Simovic, Predrag; Milosavljevic, Aleksandar; Stojanovic, Katarina; Radenkovic, Milena; Savic-Zdravkovic, Dimitrija; Predic, Bratislav; Petrovic, Ana; Bozanic, Milenka; Milosevic, Djuradj.
Affiliation
  • Simovic P; Department of Biology and Ecology, Faculty of Science, University of Kragujevac, Radoja Domanovica 12, 34000 Kragujevac, Serbia. Electronic address: predrag.simovic@pmf.kg.ac.rs.
  • Milosavljevic A; Faculty of Electronic Engineering, University of Nis, Aleksandra Medvedeva 14, 18000 Nis, Serbia. Electronic address: aleksandar.milosavljevic@elfak.ni.ac.rs.

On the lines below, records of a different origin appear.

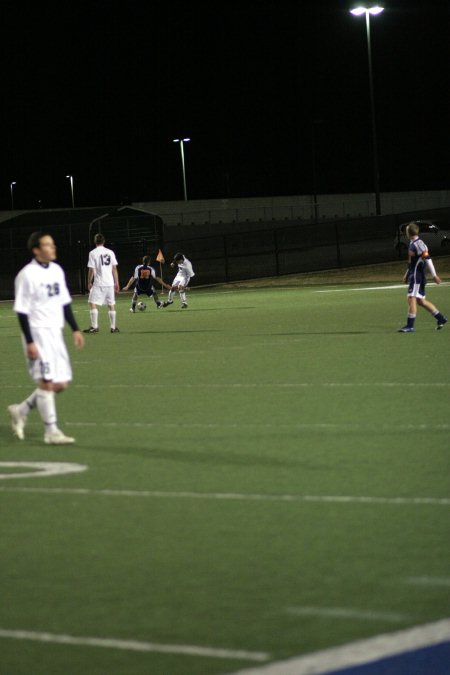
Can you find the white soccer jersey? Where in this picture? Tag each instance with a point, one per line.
(185, 269)
(101, 260)
(41, 292)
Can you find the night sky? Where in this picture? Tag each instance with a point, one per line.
(99, 89)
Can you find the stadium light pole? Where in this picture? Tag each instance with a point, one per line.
(182, 141)
(71, 190)
(359, 11)
(11, 187)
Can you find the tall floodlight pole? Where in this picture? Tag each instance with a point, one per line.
(182, 141)
(71, 190)
(11, 187)
(359, 11)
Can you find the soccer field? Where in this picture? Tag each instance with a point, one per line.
(261, 476)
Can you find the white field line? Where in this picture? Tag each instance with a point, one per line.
(333, 426)
(428, 581)
(231, 497)
(134, 645)
(251, 385)
(346, 613)
(371, 288)
(41, 469)
(359, 652)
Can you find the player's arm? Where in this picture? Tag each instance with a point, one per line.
(163, 283)
(32, 351)
(78, 337)
(129, 284)
(90, 277)
(429, 264)
(116, 278)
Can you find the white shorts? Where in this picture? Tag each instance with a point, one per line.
(102, 295)
(53, 363)
(181, 280)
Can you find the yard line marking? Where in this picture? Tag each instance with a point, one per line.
(370, 288)
(346, 613)
(256, 425)
(134, 645)
(230, 496)
(247, 385)
(41, 469)
(358, 653)
(429, 581)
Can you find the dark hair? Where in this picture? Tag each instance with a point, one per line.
(99, 238)
(34, 240)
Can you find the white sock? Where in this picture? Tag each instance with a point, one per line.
(93, 313)
(28, 404)
(45, 403)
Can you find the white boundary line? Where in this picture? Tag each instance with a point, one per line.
(359, 652)
(254, 385)
(134, 645)
(224, 496)
(41, 469)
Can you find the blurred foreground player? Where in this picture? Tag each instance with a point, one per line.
(42, 303)
(415, 275)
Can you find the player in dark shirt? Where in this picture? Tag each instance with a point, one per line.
(143, 279)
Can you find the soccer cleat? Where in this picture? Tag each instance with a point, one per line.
(58, 438)
(18, 421)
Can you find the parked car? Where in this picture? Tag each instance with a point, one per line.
(436, 236)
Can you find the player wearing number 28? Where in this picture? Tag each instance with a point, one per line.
(42, 303)
(103, 282)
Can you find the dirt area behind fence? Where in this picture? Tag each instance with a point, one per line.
(384, 272)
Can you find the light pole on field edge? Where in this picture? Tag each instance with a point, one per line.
(182, 141)
(71, 190)
(11, 187)
(359, 11)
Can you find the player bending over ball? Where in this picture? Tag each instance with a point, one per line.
(143, 278)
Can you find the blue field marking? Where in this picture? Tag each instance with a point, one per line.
(433, 660)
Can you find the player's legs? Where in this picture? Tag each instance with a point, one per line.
(51, 371)
(433, 310)
(134, 300)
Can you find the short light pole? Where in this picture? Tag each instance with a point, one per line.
(359, 11)
(182, 141)
(314, 123)
(71, 190)
(11, 187)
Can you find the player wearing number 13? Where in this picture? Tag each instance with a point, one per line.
(103, 281)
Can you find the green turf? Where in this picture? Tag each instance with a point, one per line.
(272, 393)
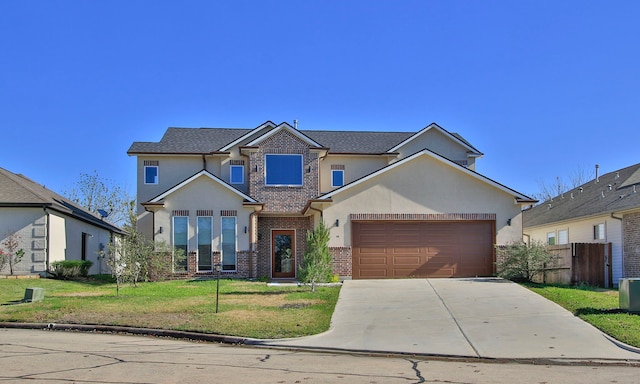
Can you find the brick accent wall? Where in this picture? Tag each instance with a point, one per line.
(342, 261)
(265, 225)
(423, 216)
(283, 199)
(631, 241)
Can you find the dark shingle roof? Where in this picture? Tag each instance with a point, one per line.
(207, 140)
(358, 141)
(19, 191)
(190, 140)
(611, 192)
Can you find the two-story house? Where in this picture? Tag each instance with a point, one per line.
(397, 203)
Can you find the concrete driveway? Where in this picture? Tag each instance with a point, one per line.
(482, 317)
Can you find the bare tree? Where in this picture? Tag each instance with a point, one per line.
(93, 192)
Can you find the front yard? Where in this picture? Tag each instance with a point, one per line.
(598, 307)
(247, 309)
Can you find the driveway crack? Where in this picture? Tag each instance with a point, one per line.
(417, 371)
(454, 319)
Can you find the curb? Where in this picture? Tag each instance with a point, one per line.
(128, 330)
(269, 344)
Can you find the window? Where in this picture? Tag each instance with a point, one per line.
(228, 243)
(150, 174)
(598, 231)
(563, 237)
(551, 238)
(180, 242)
(205, 234)
(337, 177)
(237, 174)
(283, 170)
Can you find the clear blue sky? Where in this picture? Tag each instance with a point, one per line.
(541, 87)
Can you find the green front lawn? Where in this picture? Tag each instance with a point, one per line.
(597, 307)
(247, 309)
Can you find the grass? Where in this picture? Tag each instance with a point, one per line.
(597, 307)
(247, 309)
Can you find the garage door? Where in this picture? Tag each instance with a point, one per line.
(422, 249)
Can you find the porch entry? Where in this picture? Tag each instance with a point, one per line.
(283, 252)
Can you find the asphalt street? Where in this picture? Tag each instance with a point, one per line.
(55, 357)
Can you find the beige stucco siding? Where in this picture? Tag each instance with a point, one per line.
(29, 224)
(581, 231)
(437, 142)
(424, 185)
(203, 194)
(355, 167)
(57, 238)
(171, 171)
(97, 239)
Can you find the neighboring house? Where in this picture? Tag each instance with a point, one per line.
(397, 203)
(49, 227)
(603, 210)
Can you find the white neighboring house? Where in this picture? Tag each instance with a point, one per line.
(49, 227)
(603, 210)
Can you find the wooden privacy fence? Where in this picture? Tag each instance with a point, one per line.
(581, 263)
(591, 264)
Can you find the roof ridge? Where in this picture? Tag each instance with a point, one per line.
(26, 183)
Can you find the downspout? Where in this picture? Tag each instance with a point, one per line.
(253, 241)
(613, 216)
(317, 210)
(47, 241)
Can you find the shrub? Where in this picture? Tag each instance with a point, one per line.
(518, 261)
(70, 268)
(316, 264)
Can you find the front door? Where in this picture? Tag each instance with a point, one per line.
(283, 253)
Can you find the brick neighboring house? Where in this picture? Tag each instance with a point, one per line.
(603, 210)
(49, 227)
(397, 203)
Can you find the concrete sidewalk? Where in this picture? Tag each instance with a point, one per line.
(484, 317)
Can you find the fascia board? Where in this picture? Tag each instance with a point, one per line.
(426, 152)
(279, 128)
(442, 130)
(196, 176)
(247, 135)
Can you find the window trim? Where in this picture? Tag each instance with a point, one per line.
(560, 237)
(157, 176)
(173, 244)
(333, 183)
(597, 232)
(198, 243)
(235, 243)
(231, 180)
(266, 170)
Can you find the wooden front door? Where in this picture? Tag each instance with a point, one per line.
(283, 253)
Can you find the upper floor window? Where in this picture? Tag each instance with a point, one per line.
(551, 238)
(237, 174)
(337, 177)
(598, 231)
(283, 170)
(563, 236)
(151, 174)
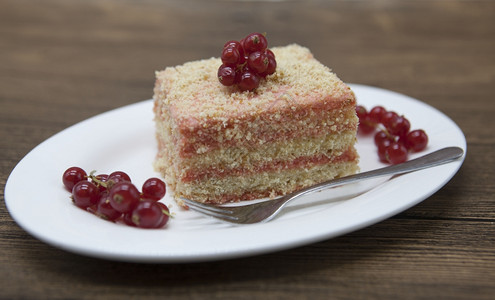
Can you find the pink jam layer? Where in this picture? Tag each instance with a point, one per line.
(300, 162)
(200, 136)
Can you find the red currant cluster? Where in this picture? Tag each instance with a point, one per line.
(114, 197)
(394, 138)
(246, 61)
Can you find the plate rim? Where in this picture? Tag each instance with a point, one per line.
(219, 254)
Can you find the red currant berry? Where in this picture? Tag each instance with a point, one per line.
(416, 140)
(237, 46)
(396, 153)
(147, 214)
(124, 196)
(376, 114)
(254, 42)
(85, 194)
(258, 62)
(119, 174)
(230, 56)
(166, 214)
(248, 81)
(72, 176)
(153, 189)
(116, 177)
(127, 219)
(382, 148)
(399, 126)
(226, 75)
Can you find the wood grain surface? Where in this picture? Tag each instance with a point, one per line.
(62, 62)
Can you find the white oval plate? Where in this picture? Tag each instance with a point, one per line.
(123, 139)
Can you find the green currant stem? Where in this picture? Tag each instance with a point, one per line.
(95, 179)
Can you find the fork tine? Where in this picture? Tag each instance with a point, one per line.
(210, 210)
(208, 207)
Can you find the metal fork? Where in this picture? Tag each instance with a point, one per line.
(265, 211)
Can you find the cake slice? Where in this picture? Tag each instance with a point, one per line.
(218, 145)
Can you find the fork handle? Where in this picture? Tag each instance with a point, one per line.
(436, 158)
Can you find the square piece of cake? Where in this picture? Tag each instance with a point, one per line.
(218, 145)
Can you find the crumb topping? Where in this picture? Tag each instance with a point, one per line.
(195, 95)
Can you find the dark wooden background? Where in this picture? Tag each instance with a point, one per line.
(64, 61)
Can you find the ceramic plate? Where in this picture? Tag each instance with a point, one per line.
(123, 139)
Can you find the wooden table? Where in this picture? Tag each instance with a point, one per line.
(64, 61)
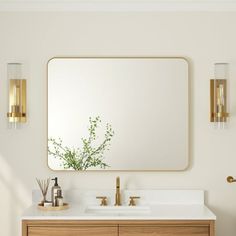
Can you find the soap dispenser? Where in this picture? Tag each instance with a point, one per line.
(55, 189)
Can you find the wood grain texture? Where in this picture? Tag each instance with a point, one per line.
(73, 231)
(118, 228)
(164, 231)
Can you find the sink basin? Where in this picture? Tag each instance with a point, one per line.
(118, 210)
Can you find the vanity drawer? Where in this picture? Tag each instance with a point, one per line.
(72, 231)
(164, 230)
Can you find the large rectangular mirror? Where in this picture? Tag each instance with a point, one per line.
(144, 101)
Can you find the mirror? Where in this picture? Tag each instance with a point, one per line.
(144, 101)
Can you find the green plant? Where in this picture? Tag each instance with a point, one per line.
(90, 155)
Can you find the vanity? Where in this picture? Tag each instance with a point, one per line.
(157, 213)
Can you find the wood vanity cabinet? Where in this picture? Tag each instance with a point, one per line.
(118, 228)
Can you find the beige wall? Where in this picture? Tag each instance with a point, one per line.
(33, 38)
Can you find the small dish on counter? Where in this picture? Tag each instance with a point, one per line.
(53, 208)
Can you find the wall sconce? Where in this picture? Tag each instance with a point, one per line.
(218, 95)
(17, 95)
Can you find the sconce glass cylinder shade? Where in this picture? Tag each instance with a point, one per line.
(218, 94)
(17, 95)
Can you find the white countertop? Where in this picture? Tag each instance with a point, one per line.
(158, 212)
(164, 205)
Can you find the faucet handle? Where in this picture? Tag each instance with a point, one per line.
(132, 200)
(103, 200)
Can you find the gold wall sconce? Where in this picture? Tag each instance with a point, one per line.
(218, 95)
(17, 95)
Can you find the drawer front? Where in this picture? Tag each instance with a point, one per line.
(164, 231)
(72, 231)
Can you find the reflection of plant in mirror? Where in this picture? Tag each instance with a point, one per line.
(90, 155)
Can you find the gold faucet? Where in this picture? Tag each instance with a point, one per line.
(118, 195)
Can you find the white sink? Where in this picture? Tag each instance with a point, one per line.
(118, 210)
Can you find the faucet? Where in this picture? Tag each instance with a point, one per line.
(118, 195)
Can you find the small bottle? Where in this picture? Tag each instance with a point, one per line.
(55, 188)
(59, 198)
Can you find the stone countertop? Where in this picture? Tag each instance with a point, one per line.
(157, 212)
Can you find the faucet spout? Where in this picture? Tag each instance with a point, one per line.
(118, 195)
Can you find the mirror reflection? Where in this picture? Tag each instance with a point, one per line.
(118, 113)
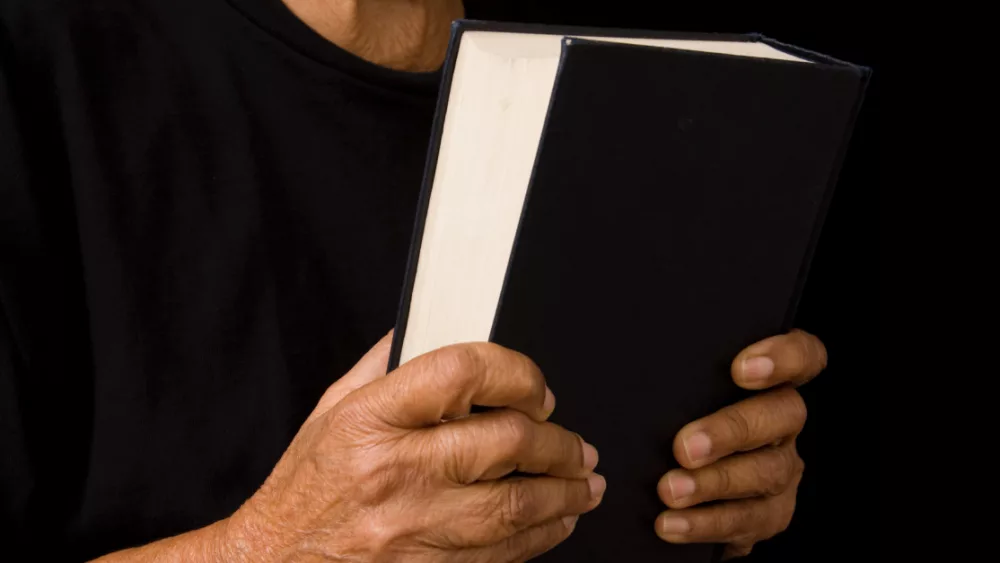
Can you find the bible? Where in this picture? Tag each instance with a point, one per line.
(630, 210)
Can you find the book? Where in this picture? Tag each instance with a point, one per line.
(630, 209)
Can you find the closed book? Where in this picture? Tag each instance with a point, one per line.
(630, 210)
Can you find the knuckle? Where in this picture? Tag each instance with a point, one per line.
(778, 469)
(799, 353)
(722, 480)
(736, 423)
(516, 509)
(459, 360)
(518, 432)
(786, 515)
(796, 408)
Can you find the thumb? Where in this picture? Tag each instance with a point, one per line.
(370, 367)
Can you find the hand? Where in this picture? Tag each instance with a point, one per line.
(745, 453)
(395, 468)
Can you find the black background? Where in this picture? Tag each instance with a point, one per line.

  • Stojanovic K; Department of Zoology, Faculty of Biology, University of Belgrade, Studentski trg 16, Belgrade, Serbia. Electronic address: k.bjelanovic@bio.bg.ac.rs.
  • Radenkovic M; Department of Biology and Ecology, Faculty of Science, University of Kragujevac, Radoja Domanovica 12, 34000 Kragujevac, Serbia. Electronic address: milena.radenkovic@pmf.kg.ac.rs.
  • Savic-Zdravkovic D; Department of Biology and Ecology, Faculty of Sciences and Mathematics, University of Nis, Visegradska 33, 18000 Nis, Serbia. Electronic address: dimitrija.savic@pmf.edu.rs.
  • Predic B; Faculty of Electronic Engineering, University of Nis, Aleksandra Medvedeva 14, 18000 Nis, Serbia. Electronic address: bratislav.predic@elfak.ni.ac.rs.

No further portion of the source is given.